Странный разговор происходил в одинокой юрте. Доктор со связанными руками сидел в неудобной позе, привалившись к решётчатой стене юрты. Амирджанов быстро ходил, приседая, своей крадущейся походкой неслышно на кошме. Яркий дневной свет врывался вместе с горячим пряным воздухом степи через широко открытую дверь.

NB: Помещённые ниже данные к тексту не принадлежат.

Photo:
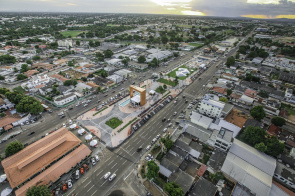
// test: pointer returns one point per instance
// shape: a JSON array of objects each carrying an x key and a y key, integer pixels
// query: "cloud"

— Ругайся, ругайся, облегчай свою душу, милый мой друг Петенька. Да, это я. Понимаешь, хочется, чтобы ты отправился на тот свет не раньше, чем поймешь простую истину. Честность, благородство, высокая любовь в нашем подлунном мире — чепуха, глупость. Побеждают хитрые, сильные, умные. Побеждают сверхчеловеки. Белокурые бестии, не стеняющиеся ни средствами, ни способами. Всегда ты мозолил глаза своим... ха... благородством. Так вот пойми: твоего благородства не хватило, чтобы сохранить свою шкуру. Сейчас я закончу свою мысль, и потом... Наслаждаться тебе жизнью, бытием осталось, скажем, пятнадцать минут... а потом — чик-чирик... вот этот чай, что кипит в кумгане, буду пить я, а не ты... Ха, тебя уже не будет, дорогой...
— Долго ты будешь болтать, мерзавец?! Ренегат, червяк.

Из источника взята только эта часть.